When the artist, John Brett, decided to paint on the coast of West Wales in the 1880s he became a regular summer visitor to the Dinas area, renting Newport Castle to accommodate his large family. This was handy for visits to the bays and cliff tops of Dinas, which can be recognised in a number of his works.
Starting as a protege of Ruskin’s and influenced by Holman Hunt, Brett had made his name with paintings of Swizerland and the Italian Alps. After a visit to Naples, however, he started painting seascapes and by the time of his visits to Pembrokeshire he was well established and was receiving commissions for his work.
He painted Fishguard bay, Skomer and Skokholm and a view of Aber Fforest (entitled Forest Creek) that was recently auctioned by Christie’s.
I’m most interested, however, in his depiction of the cliffs at Pwll Gwaelod. These cliffs are really tremendously impressive – the wild beauty of the plunging rock face, the sea, the vegetation and the sky above; everyone has a go at trying to capture the scene.

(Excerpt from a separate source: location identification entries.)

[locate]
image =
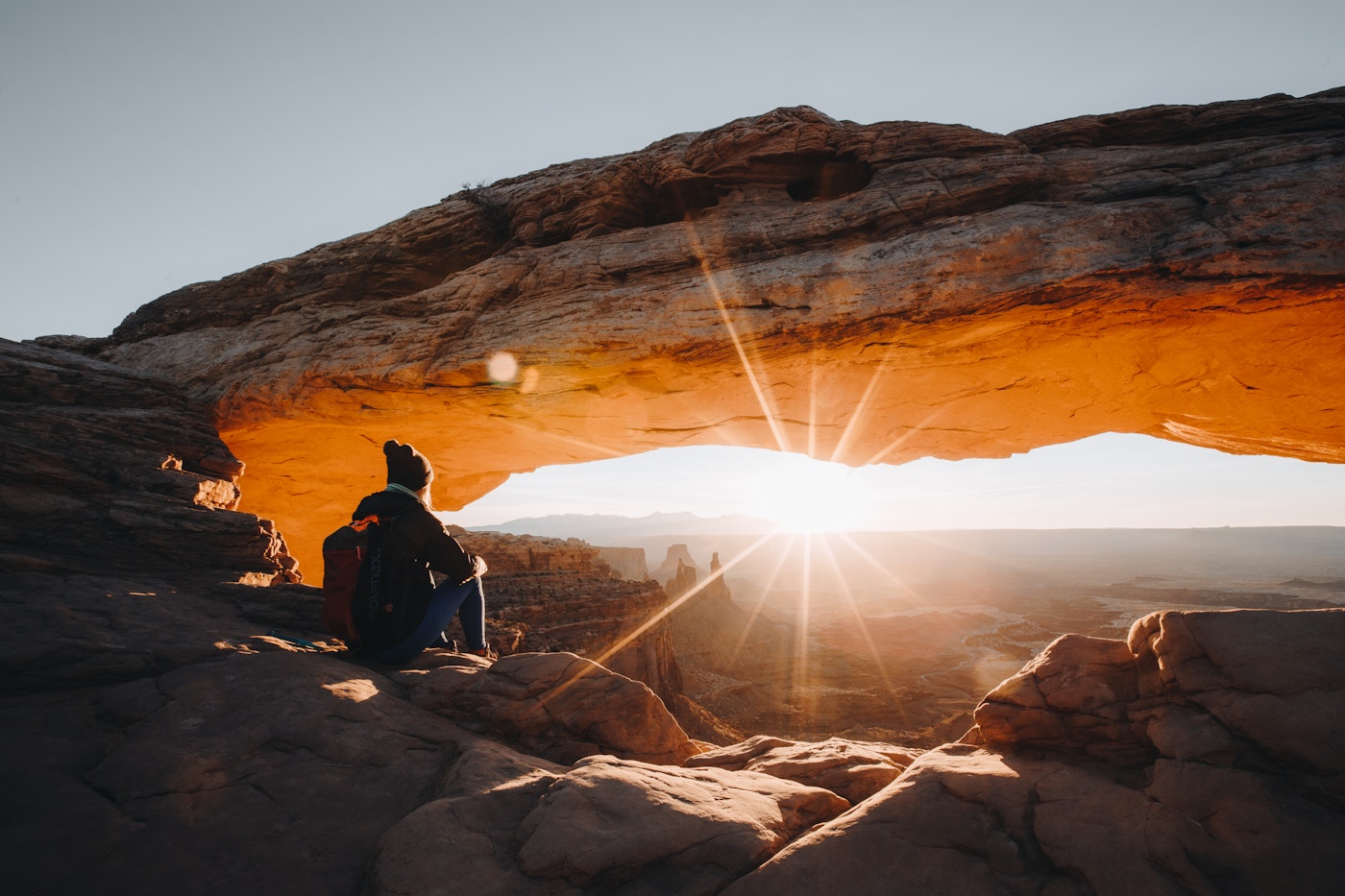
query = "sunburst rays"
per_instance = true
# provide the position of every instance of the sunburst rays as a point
(803, 553)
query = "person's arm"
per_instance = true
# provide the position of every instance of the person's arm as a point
(446, 556)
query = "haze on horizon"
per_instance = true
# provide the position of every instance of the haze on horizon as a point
(151, 144)
(1109, 480)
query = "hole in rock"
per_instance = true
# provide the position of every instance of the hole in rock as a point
(830, 178)
(892, 599)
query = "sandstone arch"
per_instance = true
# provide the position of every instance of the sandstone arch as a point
(861, 292)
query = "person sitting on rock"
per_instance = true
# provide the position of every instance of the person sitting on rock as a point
(413, 546)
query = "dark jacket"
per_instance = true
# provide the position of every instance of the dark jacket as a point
(413, 544)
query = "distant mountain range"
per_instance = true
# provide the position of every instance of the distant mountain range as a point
(609, 529)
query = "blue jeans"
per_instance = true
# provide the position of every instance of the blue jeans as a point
(467, 601)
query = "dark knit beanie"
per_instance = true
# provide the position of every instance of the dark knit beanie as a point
(406, 466)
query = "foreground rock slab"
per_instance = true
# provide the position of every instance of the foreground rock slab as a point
(560, 707)
(854, 770)
(605, 825)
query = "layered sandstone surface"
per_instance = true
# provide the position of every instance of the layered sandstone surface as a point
(158, 740)
(863, 292)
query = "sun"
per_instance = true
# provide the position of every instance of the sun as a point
(804, 496)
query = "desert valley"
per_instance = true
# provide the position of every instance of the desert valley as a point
(998, 712)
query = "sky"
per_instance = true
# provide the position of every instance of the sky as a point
(148, 144)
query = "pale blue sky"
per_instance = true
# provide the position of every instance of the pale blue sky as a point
(147, 144)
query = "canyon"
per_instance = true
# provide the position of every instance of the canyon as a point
(864, 294)
(174, 721)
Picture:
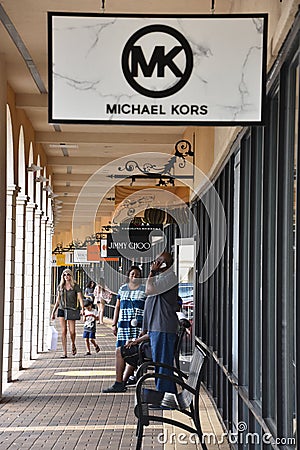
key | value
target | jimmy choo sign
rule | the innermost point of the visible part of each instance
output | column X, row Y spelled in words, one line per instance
column 157, row 69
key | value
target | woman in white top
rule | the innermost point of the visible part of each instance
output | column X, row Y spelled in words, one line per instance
column 102, row 296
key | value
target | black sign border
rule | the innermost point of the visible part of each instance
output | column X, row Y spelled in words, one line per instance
column 187, row 122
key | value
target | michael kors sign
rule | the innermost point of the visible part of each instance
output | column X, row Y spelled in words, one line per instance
column 157, row 69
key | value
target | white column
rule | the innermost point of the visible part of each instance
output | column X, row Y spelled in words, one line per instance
column 11, row 195
column 41, row 332
column 3, row 93
column 36, row 280
column 19, row 284
column 48, row 274
column 28, row 300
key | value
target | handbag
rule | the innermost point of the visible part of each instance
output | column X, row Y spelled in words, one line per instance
column 70, row 313
column 145, row 353
column 52, row 338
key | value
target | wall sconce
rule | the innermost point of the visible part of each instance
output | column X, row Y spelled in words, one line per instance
column 33, row 168
column 41, row 179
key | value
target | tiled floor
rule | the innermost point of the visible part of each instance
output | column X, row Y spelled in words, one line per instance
column 57, row 404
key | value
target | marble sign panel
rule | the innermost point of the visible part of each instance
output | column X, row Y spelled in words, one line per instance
column 157, row 69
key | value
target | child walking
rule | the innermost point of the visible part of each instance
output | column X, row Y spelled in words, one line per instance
column 89, row 327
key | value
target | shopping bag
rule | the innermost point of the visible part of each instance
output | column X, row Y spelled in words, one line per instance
column 52, row 338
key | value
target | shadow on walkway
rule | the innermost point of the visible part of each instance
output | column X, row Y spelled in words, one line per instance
column 58, row 404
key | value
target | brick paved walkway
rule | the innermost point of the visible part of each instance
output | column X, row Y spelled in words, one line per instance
column 57, row 404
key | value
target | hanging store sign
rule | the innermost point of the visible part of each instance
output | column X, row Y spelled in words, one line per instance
column 129, row 242
column 189, row 69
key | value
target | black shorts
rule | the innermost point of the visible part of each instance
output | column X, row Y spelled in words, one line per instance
column 60, row 313
column 130, row 355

Early postcards are now sepia tinted and have a charm of their own, but, in my opinion, they never did justice to the view. Today’s visitors have the advantage of digital colour and maybe their efforts are more effective at conveying the majesty of the rock face as it meets the sea but the number of photoshopped images available might indicate that even modern cameras aren’t quite up to the job.
Perhaps you just have to visit and see the cliffs for yourself.